Everyone hates to learn a lesson the hard way. So let me be that person for you, since I just went through a car break in, losing all my personal information, along with tons of electronics, etc. – and you can learn from my lesson. I’m “local” and let my guard down, not realizing that most of my Hawaiian friends have made rip-off avoidance’ a life long habit that has served them well. And it’s not like they didn’t warn me and give me advice! They did. Good advice. But I, just l like most tourists, filled up the car for a full day’s outing, trying to be prepared for all possibilities. Such is when you are most vulnerable to how the crooks here work. They set themselves up at places on the North Shore – even busy places, or Makapu’u lighthouse (it has a long reputation of break-ins), or even shopping center parking lots (Ward Center comes to mind). They know all the basic rental car models. They know you have stuff with you. They expect tourists to have stuff. They might even see you safely’ put your valuables in the trunk. They might hit you there, or they might follow you to your next stop. They’ll hit a local when you broadcast your belongings in plain sight. Usually they break a window. The other approach (that happened to us), they saw us set up on the beach. They picked up our stuff – including the key – went to the parking lot, found the car, cleared it out and then took off with the key to keep us stranded longer so they’d have more time to use our credit cards. We were lucky they didn’t take the car too!

This has been a difficult recovery process, and I live here and have back up resources. So let’s take steps to keep it from happening to you when you visit. We want you to love Hawaii 100%…. which is hard if you’ve lost x% of your stuff.

I have to believe that leaving your stuff in a hotel room is safer than leaving it in your car.

Don’t pick a showy rental car. Pick a color that will most blend in with all the rest. (Makes it harder to follow). Try to get a trunk. If you keep the body of the car stripped clean of touristy items…. Maps, water bottles, souvenirs, sunscreen, then you look less likely to have valuables in your trunk. Your car won’t attract attention. Don’t ever put something in your trunk where you think you could be watched. I read that if you put a camera in the trunk, go to your spot, do what ever, swim, etc, and then come back and get the camera out and take pictures as the last thing you do before moving on.

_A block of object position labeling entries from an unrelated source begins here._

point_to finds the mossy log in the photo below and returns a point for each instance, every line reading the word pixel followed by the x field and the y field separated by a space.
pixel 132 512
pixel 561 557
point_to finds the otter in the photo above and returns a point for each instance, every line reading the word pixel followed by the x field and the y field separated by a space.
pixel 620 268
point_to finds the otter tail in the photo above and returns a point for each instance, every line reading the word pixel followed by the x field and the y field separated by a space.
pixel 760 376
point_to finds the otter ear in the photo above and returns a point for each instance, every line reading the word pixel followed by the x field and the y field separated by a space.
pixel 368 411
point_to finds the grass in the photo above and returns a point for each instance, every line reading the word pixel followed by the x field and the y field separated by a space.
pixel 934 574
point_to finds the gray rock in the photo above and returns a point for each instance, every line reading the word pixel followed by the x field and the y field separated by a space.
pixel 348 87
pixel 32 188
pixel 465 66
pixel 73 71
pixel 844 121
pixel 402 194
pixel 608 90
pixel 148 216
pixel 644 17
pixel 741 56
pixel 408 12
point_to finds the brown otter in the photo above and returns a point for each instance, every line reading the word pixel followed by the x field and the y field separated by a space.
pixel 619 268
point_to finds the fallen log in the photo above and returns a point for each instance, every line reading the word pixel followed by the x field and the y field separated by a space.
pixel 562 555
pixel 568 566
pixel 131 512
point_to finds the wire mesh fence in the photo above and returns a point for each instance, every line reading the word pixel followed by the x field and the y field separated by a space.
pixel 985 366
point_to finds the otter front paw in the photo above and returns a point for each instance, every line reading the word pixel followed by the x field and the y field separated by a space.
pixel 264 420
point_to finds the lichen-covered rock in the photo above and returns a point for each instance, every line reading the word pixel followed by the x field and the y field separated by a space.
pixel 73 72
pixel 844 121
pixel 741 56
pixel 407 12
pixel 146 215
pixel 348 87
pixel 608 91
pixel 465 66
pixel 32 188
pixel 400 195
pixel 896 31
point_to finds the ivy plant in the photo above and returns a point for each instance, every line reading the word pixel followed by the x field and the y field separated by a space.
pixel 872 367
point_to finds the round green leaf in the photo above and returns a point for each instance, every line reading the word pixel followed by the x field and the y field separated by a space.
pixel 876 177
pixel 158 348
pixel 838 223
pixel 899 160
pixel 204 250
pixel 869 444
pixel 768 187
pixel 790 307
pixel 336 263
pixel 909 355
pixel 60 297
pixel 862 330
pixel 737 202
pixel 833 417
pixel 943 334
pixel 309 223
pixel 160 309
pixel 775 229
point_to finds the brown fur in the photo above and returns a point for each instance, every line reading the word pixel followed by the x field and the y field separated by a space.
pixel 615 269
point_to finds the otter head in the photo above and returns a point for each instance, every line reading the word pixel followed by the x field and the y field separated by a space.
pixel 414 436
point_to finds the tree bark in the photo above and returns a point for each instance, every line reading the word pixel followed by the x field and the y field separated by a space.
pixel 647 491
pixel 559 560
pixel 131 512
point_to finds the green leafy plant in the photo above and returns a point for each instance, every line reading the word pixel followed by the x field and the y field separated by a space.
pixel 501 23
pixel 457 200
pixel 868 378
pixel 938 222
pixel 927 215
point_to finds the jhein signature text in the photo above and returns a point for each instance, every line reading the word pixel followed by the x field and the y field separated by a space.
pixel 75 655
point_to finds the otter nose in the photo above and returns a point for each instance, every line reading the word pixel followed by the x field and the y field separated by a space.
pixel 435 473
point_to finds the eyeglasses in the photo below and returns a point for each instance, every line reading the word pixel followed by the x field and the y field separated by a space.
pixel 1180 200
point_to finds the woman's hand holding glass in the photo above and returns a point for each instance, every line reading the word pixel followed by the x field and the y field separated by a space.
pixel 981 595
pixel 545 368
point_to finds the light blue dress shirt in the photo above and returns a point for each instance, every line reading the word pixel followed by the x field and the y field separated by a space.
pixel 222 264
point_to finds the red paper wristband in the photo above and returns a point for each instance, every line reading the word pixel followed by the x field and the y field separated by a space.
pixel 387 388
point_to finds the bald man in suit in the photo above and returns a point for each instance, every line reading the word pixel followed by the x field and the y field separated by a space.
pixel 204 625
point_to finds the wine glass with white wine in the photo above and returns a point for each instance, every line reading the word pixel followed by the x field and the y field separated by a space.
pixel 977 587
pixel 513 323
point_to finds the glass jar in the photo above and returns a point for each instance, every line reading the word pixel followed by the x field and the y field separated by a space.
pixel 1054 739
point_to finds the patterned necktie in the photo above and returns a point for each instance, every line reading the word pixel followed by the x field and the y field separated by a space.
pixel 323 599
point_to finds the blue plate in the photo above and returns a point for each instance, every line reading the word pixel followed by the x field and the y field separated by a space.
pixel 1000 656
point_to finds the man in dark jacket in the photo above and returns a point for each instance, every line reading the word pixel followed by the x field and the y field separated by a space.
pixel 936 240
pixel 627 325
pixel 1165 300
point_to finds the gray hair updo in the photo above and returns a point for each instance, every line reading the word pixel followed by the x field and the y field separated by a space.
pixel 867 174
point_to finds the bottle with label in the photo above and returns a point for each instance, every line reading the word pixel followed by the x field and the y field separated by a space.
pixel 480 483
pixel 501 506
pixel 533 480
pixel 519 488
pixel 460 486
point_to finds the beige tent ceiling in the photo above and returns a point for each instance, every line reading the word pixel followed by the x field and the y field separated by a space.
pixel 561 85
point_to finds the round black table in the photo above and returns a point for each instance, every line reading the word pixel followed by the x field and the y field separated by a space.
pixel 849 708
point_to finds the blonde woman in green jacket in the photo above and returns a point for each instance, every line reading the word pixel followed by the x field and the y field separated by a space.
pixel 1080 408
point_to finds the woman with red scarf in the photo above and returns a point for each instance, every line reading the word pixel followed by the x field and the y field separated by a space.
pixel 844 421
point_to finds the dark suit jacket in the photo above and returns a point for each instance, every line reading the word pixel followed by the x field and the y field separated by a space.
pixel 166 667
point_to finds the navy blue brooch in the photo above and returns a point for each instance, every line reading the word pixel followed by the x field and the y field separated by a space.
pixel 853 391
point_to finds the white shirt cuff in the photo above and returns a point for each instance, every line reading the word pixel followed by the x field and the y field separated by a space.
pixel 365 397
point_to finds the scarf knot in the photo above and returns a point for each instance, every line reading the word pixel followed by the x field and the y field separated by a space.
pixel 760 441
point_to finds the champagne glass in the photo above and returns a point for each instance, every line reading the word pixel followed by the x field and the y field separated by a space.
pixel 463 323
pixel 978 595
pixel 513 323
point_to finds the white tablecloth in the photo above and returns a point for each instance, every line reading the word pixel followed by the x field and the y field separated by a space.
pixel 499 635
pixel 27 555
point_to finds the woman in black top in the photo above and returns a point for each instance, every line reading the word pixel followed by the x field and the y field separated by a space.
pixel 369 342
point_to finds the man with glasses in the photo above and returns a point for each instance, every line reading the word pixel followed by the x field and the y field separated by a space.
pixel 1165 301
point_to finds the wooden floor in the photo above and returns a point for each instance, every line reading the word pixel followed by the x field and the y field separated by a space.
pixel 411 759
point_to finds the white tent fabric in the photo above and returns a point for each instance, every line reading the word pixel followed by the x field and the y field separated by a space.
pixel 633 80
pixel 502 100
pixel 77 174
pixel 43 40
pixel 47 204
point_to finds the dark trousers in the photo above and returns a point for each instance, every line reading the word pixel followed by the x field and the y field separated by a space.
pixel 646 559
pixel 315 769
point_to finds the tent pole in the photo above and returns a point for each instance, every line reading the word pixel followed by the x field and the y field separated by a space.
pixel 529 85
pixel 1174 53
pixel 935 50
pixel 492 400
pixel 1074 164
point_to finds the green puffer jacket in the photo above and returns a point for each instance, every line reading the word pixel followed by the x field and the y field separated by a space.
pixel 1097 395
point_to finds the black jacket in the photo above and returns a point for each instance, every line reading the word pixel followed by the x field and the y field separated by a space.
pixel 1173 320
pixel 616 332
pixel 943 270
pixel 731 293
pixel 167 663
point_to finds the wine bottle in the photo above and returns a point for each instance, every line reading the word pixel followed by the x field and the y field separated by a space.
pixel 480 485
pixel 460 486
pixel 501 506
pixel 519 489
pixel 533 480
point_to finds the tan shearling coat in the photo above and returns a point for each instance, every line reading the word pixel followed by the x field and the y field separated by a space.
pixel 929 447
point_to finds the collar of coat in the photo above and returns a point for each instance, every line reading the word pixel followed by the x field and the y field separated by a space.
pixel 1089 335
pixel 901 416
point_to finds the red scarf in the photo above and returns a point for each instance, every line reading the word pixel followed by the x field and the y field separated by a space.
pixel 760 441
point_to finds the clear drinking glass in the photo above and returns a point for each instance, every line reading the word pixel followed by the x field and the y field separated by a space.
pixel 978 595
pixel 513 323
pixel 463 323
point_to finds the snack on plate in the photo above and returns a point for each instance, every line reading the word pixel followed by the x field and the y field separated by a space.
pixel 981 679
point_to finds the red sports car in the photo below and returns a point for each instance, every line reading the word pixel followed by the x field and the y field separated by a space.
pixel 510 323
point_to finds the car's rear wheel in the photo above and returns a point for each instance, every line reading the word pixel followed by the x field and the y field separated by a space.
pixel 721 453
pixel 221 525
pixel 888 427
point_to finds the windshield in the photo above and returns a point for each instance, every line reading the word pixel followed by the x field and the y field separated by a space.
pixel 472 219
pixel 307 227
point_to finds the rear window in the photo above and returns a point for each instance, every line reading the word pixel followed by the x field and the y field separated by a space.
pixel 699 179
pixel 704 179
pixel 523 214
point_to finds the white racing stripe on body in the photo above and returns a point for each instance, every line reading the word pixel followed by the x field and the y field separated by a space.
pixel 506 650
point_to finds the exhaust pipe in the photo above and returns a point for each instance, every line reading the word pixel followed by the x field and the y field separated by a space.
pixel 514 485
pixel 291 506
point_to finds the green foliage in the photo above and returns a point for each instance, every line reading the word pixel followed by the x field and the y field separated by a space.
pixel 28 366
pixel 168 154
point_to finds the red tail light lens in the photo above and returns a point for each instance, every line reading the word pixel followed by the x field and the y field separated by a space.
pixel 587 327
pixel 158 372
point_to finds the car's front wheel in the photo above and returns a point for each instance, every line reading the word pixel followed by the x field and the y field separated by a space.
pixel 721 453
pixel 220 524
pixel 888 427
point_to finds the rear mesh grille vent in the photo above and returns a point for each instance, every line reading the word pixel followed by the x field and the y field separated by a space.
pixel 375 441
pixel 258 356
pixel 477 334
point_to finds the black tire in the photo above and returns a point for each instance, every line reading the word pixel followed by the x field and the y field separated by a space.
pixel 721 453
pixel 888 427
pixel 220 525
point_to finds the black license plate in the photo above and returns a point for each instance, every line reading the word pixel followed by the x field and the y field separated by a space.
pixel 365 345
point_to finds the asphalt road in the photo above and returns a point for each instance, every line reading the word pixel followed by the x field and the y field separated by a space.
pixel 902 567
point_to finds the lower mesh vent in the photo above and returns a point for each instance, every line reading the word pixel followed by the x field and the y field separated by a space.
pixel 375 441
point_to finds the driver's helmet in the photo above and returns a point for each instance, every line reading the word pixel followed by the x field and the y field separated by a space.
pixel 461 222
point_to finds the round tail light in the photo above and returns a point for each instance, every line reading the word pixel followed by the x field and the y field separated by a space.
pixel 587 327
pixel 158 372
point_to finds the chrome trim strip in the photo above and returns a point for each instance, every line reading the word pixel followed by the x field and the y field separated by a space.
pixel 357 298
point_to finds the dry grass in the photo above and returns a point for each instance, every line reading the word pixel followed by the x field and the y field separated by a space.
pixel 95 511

Make a copy of your passport, driver’s license, credit cards, phone company telephone number and insurance info. Keep that paper, plus one credit card, plus $20- $40 dollars in a water tight bag and keep it with you at all times. Only have one key, and also keep it in on your person, even when swimming. (Keep electronic keys in a dry bag so they don’t get wet.) Leave everything else in the hotel room. One friend even keeps his towels in the car and then buries his slippers in the sand when he’s out surfing. (nice slippers always get picked up’). And keep bus money on you too. Luckily, no matter where you get stranded (unless up in the mountains) you can get back to home base on the bus. That’s what I did.

This is a long post, I know. But I don’t want your North Shore experience to feel like a crashing wave when it should be like this:

5 COMMENTS

  1. Bummer…I'm so sorry that happened to you. Always some criminal element no matter where you go; even in Paradise. I had my stereo stolen in Aiea Hgts. Shopping Center parking lot once. Broad daylight and security notwithstanding. I do try to pass on those safety tips to visitors too.

  2. It is a common problem in many places.  Colorado had a rash of vehicle thefts at trail-heads because people would leave their cars and head out on a hike.  I think Hawaii just seems so relaxed that it's easy to let precautions slide.
    Glad you made it home safely, and best wishes in putting the pieces back together!

  3. Thank you for sharing your experience, theft is not something you think much about until it is too late.  Sorry to hear about your experience but I think we can all learn something from it!

  4. It appears to me that the police in Hawaii are more reactive than proactive when it comes to thefts. Putting bait cars in the right spots and locking away the thefts could help in preventing some of these thefts.